President Donald Trump ignores deep ties with China

The White House lumped China with Russia as powers seeking to "challenge American power, influence, and interests,

Trump
President Donald Trump with Secretary of Defense Jim Mattis, right, speaks during a cabinet meeting in the Cabinet Meeting Room of the White House in Washington (Photo: AP/PTI)
Andrew Mayeda & Saleha Mohsin | Bloomberg
2 min read Last Updated : Dec 09 2019 | 8:50 PM IST
President Donald Trump is breaking with recent US convention by portraying China as a rival that wants to undermine American prosperity. But it may take more than an aggressive tone to change the complex relationship between two economies that are joined at the hip.


In a new national-security strategy released Monday, the White House lumped China with Russia as powers seeking to “challenge American power, influence, and interests,” and attempting to erode the country’s security and prosperity. “We will attempt to build a great partnership with those and other countries, but in a manner that always protects our national interest,” Trump said in a speech in Washington.


The new rhetoric contrasts with the more collaborative approach of former President Barack Obama, who courted China as an economic partner even as the US asserted its military power in Asia.


Under his America First approach to foreign policy, Trump says he will try to eliminate America’s $500-billion total trade deficit by insisting on “fair and reciprocal” commerce with other nations, and strengthen the national security test for foreign investments. At the same time, Trump is juggling the more imminent need of working with China to address North Korea’s nuclear weapons program.


The US strategy may convince China to ease some trade barriers, giving US firms more access to the world’s second-biggest economy. But it will be difficult to eliminate America’s $309-billion trade shortfall with China without deeper reforms to the nature of each country’s economy. 


That’s because trade flows are heavily influenced by the amount that countries save and invest.
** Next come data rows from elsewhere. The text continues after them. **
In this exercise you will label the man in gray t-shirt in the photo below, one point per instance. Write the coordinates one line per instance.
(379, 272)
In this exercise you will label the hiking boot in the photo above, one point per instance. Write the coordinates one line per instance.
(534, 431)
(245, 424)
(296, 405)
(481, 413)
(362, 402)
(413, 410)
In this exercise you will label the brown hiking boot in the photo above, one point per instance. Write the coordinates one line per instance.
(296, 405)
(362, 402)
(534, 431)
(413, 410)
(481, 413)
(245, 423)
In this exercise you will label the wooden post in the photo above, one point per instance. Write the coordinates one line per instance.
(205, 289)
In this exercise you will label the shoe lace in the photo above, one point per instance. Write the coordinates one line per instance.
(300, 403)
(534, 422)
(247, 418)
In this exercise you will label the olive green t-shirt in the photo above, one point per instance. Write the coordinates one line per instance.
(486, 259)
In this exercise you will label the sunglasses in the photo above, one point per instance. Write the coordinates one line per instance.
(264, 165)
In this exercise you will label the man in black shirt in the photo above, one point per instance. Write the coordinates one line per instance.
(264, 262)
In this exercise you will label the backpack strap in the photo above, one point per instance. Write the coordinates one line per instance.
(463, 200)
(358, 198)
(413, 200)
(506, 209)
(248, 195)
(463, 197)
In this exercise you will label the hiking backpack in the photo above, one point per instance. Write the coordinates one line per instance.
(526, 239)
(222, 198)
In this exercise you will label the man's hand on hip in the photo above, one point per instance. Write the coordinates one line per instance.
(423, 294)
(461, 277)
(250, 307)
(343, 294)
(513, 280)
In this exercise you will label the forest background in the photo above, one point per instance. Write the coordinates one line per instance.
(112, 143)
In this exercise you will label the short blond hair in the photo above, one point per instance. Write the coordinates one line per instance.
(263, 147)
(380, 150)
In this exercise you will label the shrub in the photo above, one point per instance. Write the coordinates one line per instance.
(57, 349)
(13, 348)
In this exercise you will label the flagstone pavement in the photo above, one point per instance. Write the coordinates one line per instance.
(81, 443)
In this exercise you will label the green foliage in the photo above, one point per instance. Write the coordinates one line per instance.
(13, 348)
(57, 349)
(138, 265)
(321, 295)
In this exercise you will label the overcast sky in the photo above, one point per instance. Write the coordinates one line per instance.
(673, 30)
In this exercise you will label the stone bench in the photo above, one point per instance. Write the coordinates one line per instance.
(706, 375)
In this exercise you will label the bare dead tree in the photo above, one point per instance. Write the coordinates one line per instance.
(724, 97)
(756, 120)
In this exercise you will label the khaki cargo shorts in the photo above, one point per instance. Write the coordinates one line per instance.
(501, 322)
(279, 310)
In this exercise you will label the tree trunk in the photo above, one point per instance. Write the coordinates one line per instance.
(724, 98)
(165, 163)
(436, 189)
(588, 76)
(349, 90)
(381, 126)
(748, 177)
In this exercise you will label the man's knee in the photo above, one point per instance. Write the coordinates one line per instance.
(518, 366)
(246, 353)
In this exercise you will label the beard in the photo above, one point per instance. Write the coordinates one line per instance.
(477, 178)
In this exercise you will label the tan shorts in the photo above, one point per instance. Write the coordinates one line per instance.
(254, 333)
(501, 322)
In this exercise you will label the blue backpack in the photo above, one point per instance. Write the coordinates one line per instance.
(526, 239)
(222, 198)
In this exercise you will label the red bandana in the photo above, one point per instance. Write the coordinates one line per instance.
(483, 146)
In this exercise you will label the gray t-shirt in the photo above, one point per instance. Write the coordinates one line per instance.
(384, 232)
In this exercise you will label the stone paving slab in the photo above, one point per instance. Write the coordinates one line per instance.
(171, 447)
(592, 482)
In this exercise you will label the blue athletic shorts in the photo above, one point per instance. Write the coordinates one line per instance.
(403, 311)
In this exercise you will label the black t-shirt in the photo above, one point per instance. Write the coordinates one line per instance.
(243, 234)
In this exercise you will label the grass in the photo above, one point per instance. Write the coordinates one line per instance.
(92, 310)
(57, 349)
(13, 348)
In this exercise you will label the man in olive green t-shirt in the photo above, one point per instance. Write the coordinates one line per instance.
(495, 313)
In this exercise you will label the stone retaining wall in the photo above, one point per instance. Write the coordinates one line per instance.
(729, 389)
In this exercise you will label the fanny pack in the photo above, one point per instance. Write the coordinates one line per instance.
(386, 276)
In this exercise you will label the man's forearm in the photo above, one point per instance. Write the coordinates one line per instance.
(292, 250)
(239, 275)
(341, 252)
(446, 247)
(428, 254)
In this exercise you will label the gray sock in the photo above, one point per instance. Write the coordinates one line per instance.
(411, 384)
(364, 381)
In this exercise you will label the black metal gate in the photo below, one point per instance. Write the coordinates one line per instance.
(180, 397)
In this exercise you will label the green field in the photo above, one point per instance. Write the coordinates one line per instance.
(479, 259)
When a nation invests more than it saves, as the US does, it will import more than it exports, and finance the resulting current-account deficit by borrowing from abroad.


“China has lots of protections in place, so the US has legitimate issues on market access,” said David Dollar, a senior fellow at the Brookings Institution who worked as the US Treasury’s economic emissary to China under Obama. “But even if they did everything we wanted, it wouldn’t necessarily change the trade balance.”


The US and other countries have been pushing China for years to transition from an export-driven, state-led growth model to one more reliant on domestic consumption.  bloomberg


For its part, the US could take steps to increase savings, and therefore narrow the trade deficit.